Why climate diplomacy needs more imagination

Why climate diplomacy needs more imagination

Powerful insights from our shared Futures Dialogue on Africa–Europe climate and energy diplomacy

What if climate diplomacy went beyond just targets, funding pledges and technology transfers, and began with rethinking the rules of engagement entirely? That was the spirit behind the recent bilateral Futures Dialogue between South Africa and the Netherlands, co-hosted by the African Futures Programme at the Institute for Security Studies (ISS), South African Institute of International Affairs (SAIIA) and Clingendael on 24 April 2025 at ISS’s offices in Pretoria.

Far from a conventional roundtable, the Dialogue combined forecasting and foresight to reimagine shared futures for African–European climate and energy diplomacy. The workshop revealed the need for diplomacy to evolve from a model of instruction and compliance to one of honest exchange and co-creation. Below are four key insights from the Dialogue.

Diplomacy needs to evolve from a model of instruction and compliance to one of honest exchange and co-creation

Reclaiming “just” in just transitions

Much is said about the need for a “just transition”. However, one of the clearest lessons from the Dialogue was how rarely we interrogate what “just” really means and, more importantly, what it truly demands. Too often, it is treated as a moral ideal or policy afterthought when in reality, it is a fiercely contested, politically charged and context-dependent issue that shapes policy across the board. For some, justice means secure jobs and livelihoods. For others, it means energy sovereignty, historical redress, or not being left behind. A truly just transition, therefore, demands deeper listening, sharper foresight and a shift in how climate priorities are framed—and by whom. Until those questions are asked (and answered) explicitly, the promise of justice risks remaining aspirational, rather than actionable.

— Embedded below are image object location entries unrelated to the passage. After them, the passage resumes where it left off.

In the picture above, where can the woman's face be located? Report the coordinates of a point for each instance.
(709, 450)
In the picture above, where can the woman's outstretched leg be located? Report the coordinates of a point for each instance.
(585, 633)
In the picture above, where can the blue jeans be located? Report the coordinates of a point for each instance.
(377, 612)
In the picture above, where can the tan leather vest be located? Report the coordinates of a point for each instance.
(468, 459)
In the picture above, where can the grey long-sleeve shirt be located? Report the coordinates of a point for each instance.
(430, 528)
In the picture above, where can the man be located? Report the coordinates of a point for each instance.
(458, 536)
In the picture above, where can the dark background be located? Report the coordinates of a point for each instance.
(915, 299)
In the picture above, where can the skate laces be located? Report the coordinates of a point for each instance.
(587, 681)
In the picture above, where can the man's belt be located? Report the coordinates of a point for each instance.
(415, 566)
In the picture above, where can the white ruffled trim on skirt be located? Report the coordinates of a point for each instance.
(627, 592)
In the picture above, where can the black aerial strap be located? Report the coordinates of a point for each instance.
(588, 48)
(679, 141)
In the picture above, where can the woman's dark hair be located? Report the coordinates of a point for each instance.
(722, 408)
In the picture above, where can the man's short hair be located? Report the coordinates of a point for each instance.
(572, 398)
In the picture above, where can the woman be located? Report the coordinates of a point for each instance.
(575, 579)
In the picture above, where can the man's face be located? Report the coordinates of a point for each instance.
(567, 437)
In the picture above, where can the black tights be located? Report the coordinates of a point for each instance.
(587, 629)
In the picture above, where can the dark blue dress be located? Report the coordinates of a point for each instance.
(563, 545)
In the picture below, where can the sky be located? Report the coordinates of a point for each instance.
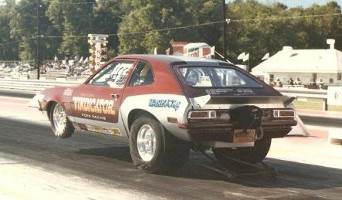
(299, 3)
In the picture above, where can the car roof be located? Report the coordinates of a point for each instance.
(170, 58)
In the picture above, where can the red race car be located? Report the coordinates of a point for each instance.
(167, 104)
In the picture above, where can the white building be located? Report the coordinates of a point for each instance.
(305, 64)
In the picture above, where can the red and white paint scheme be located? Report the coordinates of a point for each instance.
(168, 104)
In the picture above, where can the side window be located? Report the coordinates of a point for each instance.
(113, 75)
(142, 75)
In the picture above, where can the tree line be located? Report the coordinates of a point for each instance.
(61, 27)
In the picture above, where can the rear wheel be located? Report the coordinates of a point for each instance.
(230, 158)
(60, 124)
(153, 149)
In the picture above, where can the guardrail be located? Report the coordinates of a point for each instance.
(38, 85)
(307, 93)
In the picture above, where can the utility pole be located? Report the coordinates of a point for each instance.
(38, 42)
(224, 22)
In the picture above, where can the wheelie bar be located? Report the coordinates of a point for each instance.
(231, 175)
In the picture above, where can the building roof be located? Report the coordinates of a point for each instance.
(302, 61)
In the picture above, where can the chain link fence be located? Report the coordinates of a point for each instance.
(50, 69)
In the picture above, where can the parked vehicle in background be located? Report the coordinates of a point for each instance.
(167, 104)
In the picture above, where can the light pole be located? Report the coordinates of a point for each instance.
(38, 42)
(224, 29)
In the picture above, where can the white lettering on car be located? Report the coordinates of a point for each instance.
(94, 105)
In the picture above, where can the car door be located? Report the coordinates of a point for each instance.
(96, 103)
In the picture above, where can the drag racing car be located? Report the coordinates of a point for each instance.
(167, 105)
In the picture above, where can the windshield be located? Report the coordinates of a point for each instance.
(216, 77)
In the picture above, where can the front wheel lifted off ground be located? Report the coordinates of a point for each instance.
(153, 149)
(60, 124)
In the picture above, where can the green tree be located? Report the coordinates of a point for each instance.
(23, 28)
(107, 16)
(8, 46)
(151, 24)
(73, 20)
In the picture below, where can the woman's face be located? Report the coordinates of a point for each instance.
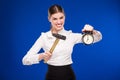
(57, 21)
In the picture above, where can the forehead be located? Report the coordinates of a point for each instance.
(57, 15)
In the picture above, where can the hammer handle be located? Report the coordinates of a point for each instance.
(53, 47)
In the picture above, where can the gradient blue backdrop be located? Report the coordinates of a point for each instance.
(22, 21)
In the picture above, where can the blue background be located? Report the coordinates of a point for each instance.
(22, 21)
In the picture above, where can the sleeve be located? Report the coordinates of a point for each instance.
(32, 56)
(97, 36)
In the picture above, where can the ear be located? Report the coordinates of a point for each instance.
(49, 19)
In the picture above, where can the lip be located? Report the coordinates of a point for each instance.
(59, 25)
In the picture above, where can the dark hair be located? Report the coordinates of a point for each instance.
(55, 9)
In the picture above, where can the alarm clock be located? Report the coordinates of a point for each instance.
(87, 37)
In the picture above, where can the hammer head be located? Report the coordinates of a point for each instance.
(59, 36)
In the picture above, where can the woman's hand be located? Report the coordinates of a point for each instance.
(46, 56)
(87, 27)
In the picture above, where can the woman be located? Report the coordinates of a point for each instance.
(59, 62)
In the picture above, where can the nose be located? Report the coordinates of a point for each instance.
(58, 21)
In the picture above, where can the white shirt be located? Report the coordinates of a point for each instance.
(61, 54)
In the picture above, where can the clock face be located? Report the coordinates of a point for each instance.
(87, 39)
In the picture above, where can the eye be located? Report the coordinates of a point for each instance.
(61, 17)
(54, 18)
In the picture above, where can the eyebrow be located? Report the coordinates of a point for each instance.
(59, 17)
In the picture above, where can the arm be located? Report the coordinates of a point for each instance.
(32, 56)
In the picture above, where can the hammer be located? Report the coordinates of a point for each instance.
(58, 37)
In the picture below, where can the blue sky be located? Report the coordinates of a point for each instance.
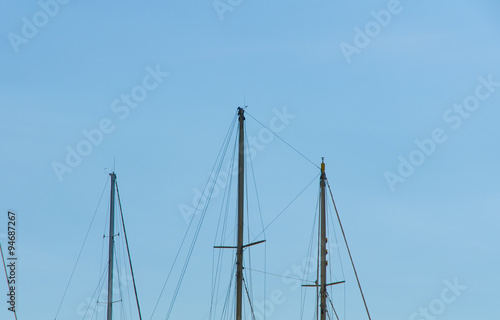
(362, 111)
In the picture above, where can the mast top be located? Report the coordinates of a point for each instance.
(241, 111)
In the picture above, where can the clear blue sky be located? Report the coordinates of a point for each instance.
(363, 87)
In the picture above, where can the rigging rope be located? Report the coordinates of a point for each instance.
(249, 301)
(81, 249)
(221, 150)
(288, 205)
(198, 227)
(349, 251)
(128, 252)
(294, 149)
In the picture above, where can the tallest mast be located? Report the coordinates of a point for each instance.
(241, 186)
(111, 246)
(323, 245)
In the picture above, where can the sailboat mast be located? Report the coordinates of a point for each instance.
(111, 245)
(241, 186)
(323, 250)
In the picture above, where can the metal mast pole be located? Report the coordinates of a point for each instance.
(239, 248)
(111, 245)
(323, 250)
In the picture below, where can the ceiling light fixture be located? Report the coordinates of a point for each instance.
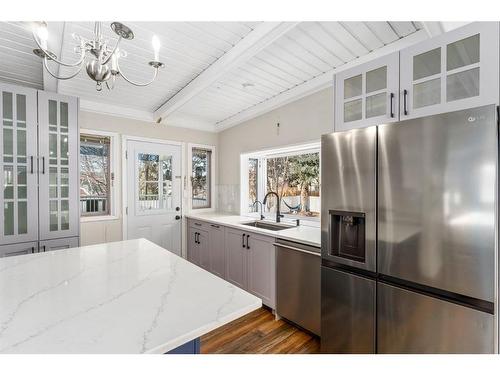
(100, 60)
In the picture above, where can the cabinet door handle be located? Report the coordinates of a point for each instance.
(405, 102)
(392, 105)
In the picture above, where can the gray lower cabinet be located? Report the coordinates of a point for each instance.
(261, 268)
(236, 258)
(38, 246)
(251, 264)
(202, 246)
(59, 244)
(245, 259)
(216, 253)
(18, 249)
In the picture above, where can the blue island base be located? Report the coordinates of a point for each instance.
(191, 347)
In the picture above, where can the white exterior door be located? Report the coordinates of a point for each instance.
(154, 193)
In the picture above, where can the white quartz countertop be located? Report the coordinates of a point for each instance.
(304, 234)
(121, 297)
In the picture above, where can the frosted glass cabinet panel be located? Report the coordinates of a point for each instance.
(367, 95)
(18, 155)
(58, 165)
(453, 71)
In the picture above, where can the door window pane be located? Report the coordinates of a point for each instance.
(8, 223)
(64, 214)
(376, 105)
(353, 110)
(95, 175)
(21, 110)
(53, 115)
(8, 181)
(462, 52)
(201, 177)
(22, 217)
(54, 215)
(427, 64)
(427, 93)
(462, 85)
(21, 143)
(7, 105)
(376, 79)
(64, 117)
(53, 182)
(353, 86)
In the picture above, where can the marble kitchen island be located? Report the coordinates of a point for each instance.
(121, 297)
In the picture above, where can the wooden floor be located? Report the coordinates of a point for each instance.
(259, 333)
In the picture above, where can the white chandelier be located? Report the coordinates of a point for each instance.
(101, 61)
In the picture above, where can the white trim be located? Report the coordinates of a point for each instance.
(114, 212)
(262, 155)
(259, 38)
(213, 178)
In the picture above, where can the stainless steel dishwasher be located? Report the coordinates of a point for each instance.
(298, 284)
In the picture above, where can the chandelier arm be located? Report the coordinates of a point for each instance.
(45, 60)
(82, 57)
(136, 83)
(114, 50)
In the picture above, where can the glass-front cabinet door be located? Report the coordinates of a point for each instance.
(453, 71)
(367, 94)
(58, 165)
(18, 175)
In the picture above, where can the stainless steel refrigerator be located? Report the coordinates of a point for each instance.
(409, 247)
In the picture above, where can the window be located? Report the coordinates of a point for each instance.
(293, 173)
(201, 178)
(155, 182)
(95, 175)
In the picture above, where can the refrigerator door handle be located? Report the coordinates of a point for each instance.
(392, 105)
(405, 102)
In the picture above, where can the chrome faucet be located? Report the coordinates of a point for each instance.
(278, 212)
(259, 202)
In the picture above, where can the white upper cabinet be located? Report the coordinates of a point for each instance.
(18, 155)
(58, 165)
(453, 71)
(367, 94)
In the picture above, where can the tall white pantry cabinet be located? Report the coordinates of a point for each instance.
(39, 171)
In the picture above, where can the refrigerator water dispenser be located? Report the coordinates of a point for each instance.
(347, 235)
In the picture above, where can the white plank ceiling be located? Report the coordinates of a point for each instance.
(306, 51)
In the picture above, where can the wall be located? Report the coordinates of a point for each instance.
(302, 121)
(111, 230)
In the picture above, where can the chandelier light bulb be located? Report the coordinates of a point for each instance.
(156, 47)
(42, 34)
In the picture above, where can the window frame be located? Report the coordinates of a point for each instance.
(262, 156)
(113, 160)
(212, 178)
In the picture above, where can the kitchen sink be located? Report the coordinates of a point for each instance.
(267, 225)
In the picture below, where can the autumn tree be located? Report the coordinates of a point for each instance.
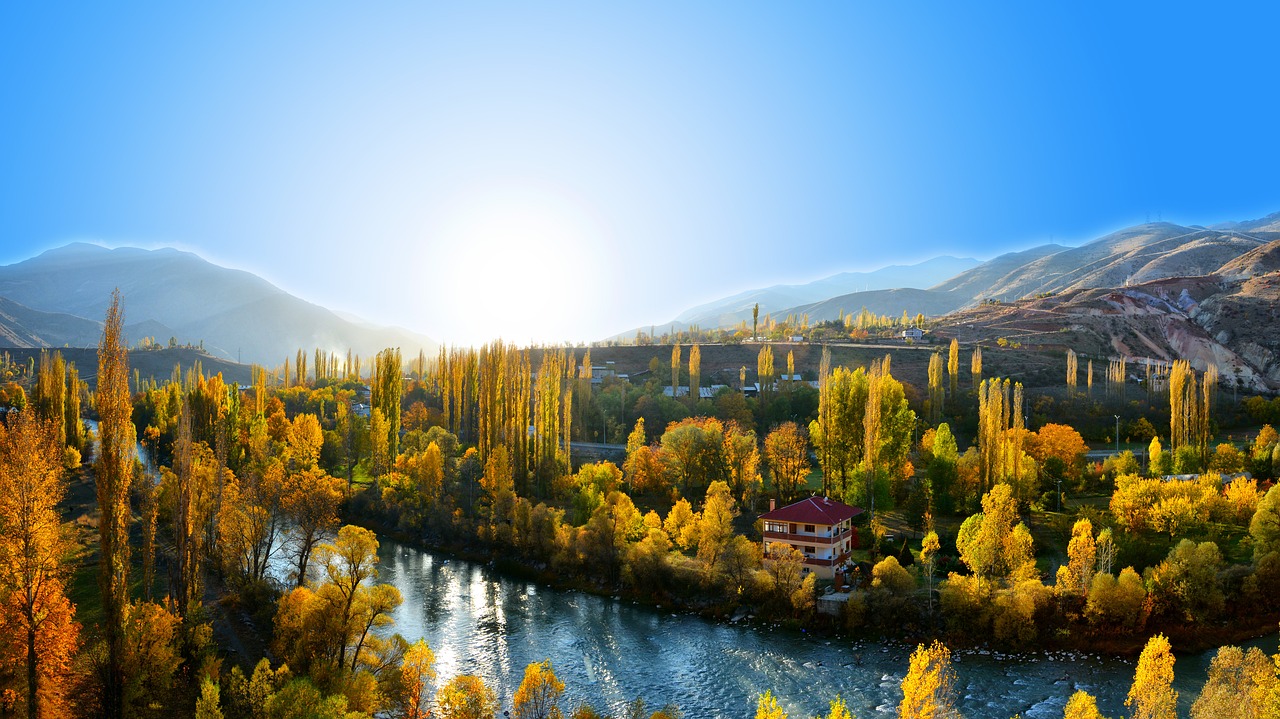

Collaboration must be honest and adaptive

The global imperative to decarbonise does not neatly align with Africa’s development trajectories. Pretending it does is neither strategic nor sustainable. 

Africa’s energy landscape is marked by a stark paradox of immense energy potential against a reality of stark energy poverty among its rapidly growing population. Without systemic and coordinated interventions, up to 615 million Africans could still be without electricity by 2043. 

 

Europe’s push for rapid decarbonisation is equally uncompromising. However, its leadership in climate diplomacy is not without internal contradictions. Europe faces strategic dependencies on imported critical minerals, fragile energy supply chains and rising political pressure to shield its green industries. These pressures expose the limits of its climate leverage and complicate its efforts to lead globally while maintaining domestic consensus. 

Africa’s development needs are urgent and non-negotiable. Europe’s net-zero ambitions are resolute but increasingly vulnerable. Bridging these imperatives requires a new era of climate diplomacy. Collaboration cannot mean that Africa adapts to Europe’s pace; it must mean redefining engagement rules altogether toward equity. The Dialogue made clear that meaningful collaboration requires confronting these tensions head-on. Progress will not come from harmonised talking points but ongoing, sometimes uncomfortable, conversations.

Worldviews shape systems, and outcomes

Building on extensive forecasts and modelling, the workshop utilised participatory foresight methods to reveal the cultural narratives and underlying assumptions influencing policy decisions. It demonstrated how prevailing beliefs, such as “growth equals progress” and “technology will save us,” can obscure systemic risks and perpetuate existing inequalities under new disguises. Unpacking these mental models is essential if we are serious about transforming, not just tweaking, our climate and energy systems.

Without imagination, diplomacy recycles the past

Climate diplomacy needs to be as creative as the challenges it confronts. Without space for imagination and honest exchange, diplomacy risks becoming performative, repeating the gestures of cooperation while sidestepping the deeper fractures that stall progress. Imagination here is not utopian. It is strategic. It expands the field of what is politically and economically possible, particularly for African states navigating the twin imperatives of development and decarbonisation. By shifting the question from “what must Africa do?” to “what have we learnt and what futures can we shape together?”, radically different futures surfaced. For example, participants reframed climate mitigation as elite enforcement to being a development catalyst, turning carbon levies and green funds into engines for green industrial hubs and skills incubators. They also imagined diverting a share of emissions-tax revenues into a ‘climate recovery fund’, providing rapid financing for communities hit by extreme weather and rebuilding resilient infrastructure.

In a world of competing crises, perhaps the most strategic act is to slow down, listen and engage with intent. Climate diplomacy is about more than energy and carbon—it is about narratives, partnerships and the courage to imagine and build better futures.

In a world of competing crises, perhaps the most strategic act is to slow down, listen and engage with intent

The Futures Dialogue did not solve the climate crisis. But it proved something more fundamental: that when you create a structured space for tension, creativity and honest exchange, diplomacy becomes a tool for transformation. You do not only talk about the future, you begin to build it. 

As the African Union claims its seat at the G20 and the COP30 looms, there is a chance to redefine global engagement terms and align who defines success, who speaks first and who gets heard.